25. Document Loader Factory Pattern¶
Date: 2025-11-15
Status: Accepted
Deciders: concept-rag Engineering Team
Technical Story: Ebook Format Support (November 15, 2025)
Sources: - Planning: 2025-11-15-ebook-format-support
Context and Problem Statement¶
The system only supported PDF files hardcoded in findPdfFilesRecursively() [Source: 02-implementation-complete.md, lines 54-55]. Adding EPUB support required a clean abstraction for document loading to avoid format-specific code scattered throughout the seeding script [Problem: extensibility].
The Core Problem: How to support multiple document formats (PDF, EPUB, potentially MOBI, DOCX) without cluttering the seeding pipeline with format-specific logic? [Planning: 01-implementation-plan.md, Target Architecture]
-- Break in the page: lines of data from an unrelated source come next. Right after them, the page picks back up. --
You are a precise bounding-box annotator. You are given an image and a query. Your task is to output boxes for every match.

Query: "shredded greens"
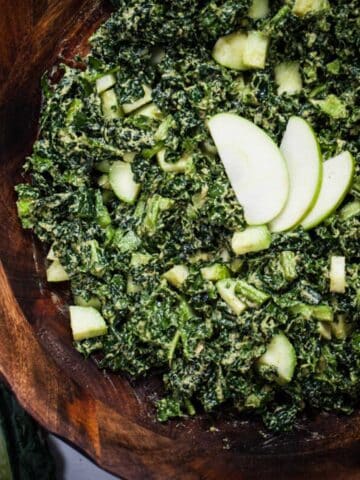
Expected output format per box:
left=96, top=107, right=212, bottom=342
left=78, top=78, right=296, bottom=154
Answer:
left=17, top=0, right=360, bottom=431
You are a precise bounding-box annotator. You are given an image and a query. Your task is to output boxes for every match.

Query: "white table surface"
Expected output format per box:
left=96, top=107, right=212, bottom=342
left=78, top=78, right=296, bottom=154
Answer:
left=49, top=435, right=119, bottom=480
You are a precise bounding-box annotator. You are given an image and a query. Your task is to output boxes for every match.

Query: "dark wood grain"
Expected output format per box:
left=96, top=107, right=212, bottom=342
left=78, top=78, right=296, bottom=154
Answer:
left=0, top=0, right=360, bottom=480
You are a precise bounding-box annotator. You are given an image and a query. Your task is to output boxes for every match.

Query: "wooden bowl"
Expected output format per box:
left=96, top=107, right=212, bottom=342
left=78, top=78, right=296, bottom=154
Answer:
left=0, top=0, right=360, bottom=480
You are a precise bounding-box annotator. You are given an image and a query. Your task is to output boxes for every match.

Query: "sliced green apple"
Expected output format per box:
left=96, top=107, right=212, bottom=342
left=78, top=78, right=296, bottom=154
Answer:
left=109, top=161, right=140, bottom=203
left=258, top=332, right=296, bottom=385
left=301, top=152, right=355, bottom=230
left=208, top=113, right=289, bottom=225
left=70, top=305, right=107, bottom=341
left=269, top=117, right=322, bottom=232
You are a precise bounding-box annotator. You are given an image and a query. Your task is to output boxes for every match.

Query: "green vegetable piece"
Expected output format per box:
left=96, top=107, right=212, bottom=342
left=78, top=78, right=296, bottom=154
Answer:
left=143, top=194, right=175, bottom=235
left=289, top=303, right=334, bottom=322
left=207, top=112, right=289, bottom=225
left=70, top=305, right=107, bottom=341
left=101, top=88, right=124, bottom=120
left=269, top=117, right=323, bottom=232
left=340, top=200, right=360, bottom=221
left=312, top=305, right=334, bottom=322
left=123, top=152, right=136, bottom=163
left=212, top=31, right=269, bottom=70
left=248, top=0, right=270, bottom=20
left=96, top=73, right=116, bottom=95
left=46, top=260, right=70, bottom=282
left=293, top=0, right=329, bottom=17
left=311, top=94, right=348, bottom=119
left=65, top=98, right=84, bottom=126
left=46, top=245, right=57, bottom=261
left=109, top=161, right=140, bottom=203
left=126, top=275, right=142, bottom=295
left=331, top=315, right=351, bottom=340
left=258, top=333, right=296, bottom=385
left=330, top=255, right=346, bottom=293
left=326, top=58, right=341, bottom=75
left=157, top=149, right=192, bottom=173
left=130, top=252, right=151, bottom=267
left=0, top=417, right=14, bottom=480
left=74, top=295, right=101, bottom=310
left=279, top=251, right=297, bottom=282
left=94, top=160, right=110, bottom=173
left=122, top=85, right=152, bottom=115
left=134, top=103, right=163, bottom=120
left=242, top=31, right=269, bottom=69
left=200, top=263, right=230, bottom=282
left=212, top=32, right=247, bottom=70
left=97, top=173, right=112, bottom=190
left=112, top=229, right=141, bottom=253
left=301, top=152, right=355, bottom=230
left=231, top=225, right=271, bottom=255
left=317, top=322, right=331, bottom=340
left=275, top=62, right=302, bottom=95
left=216, top=278, right=246, bottom=315
left=96, top=73, right=116, bottom=95
left=164, top=265, right=189, bottom=288
left=235, top=280, right=270, bottom=306
left=95, top=191, right=111, bottom=228
left=16, top=198, right=34, bottom=228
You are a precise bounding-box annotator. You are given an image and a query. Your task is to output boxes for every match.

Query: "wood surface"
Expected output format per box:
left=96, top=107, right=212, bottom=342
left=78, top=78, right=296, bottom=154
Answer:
left=0, top=0, right=360, bottom=480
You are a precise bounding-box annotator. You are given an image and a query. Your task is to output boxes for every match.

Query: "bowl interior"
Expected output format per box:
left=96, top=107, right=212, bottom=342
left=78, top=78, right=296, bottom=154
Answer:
left=0, top=0, right=360, bottom=478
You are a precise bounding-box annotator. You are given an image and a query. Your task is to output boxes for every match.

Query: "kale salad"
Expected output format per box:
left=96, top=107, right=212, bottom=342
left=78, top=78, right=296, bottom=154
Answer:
left=16, top=0, right=360, bottom=431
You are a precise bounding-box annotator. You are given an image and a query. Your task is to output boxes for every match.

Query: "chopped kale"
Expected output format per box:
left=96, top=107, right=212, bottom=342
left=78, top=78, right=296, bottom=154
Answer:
left=17, top=0, right=360, bottom=431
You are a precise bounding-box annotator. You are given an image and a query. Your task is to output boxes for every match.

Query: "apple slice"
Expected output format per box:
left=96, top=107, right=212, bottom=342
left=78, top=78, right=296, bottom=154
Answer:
left=269, top=117, right=322, bottom=232
left=301, top=152, right=355, bottom=230
left=208, top=113, right=289, bottom=225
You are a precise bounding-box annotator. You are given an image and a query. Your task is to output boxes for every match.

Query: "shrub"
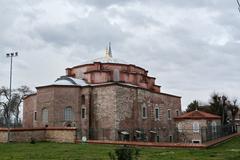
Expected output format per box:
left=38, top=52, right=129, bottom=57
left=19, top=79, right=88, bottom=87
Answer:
left=108, top=145, right=140, bottom=160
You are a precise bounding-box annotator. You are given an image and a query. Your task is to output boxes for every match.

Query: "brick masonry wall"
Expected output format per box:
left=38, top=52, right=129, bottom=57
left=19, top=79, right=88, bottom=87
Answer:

Decision Drivers: * Need EPUB support (ebook format) [Requirement: format support] * Prepare for future formats (MOBI, DOCX, TXT) [Future: extensibility] * Keep seeding script clean (format-agnostic) [Architecture: separation] * Reuse existing PDF loader [Efficiency: don't rebuild] * Follow design patterns (Factory, Strategy, Adapter) [Quality: best practices]
Alternative Options¶
- Option 1: Factory Pattern with Strategy - Factory selects loader, loaders implement interface
- Option 2: If-Else Chain - Direct format checking in seeding script
- Option 3: Plugin System - Dynamic loader registration
- Option 4: One Loader Per Table - Separate processing per format
- Option 5: Convert All to PDF - Pre-process EPUB→PDF
Decision Outcome¶
Chosen option: "Factory Pattern with Strategy (Option 1)", because it provides clean separation, extensibility for future formats, and follows industry best practices with minimal complexity.
Implementation¶
Files Created: [Source: 02-implementation-complete.md, lines 21-25]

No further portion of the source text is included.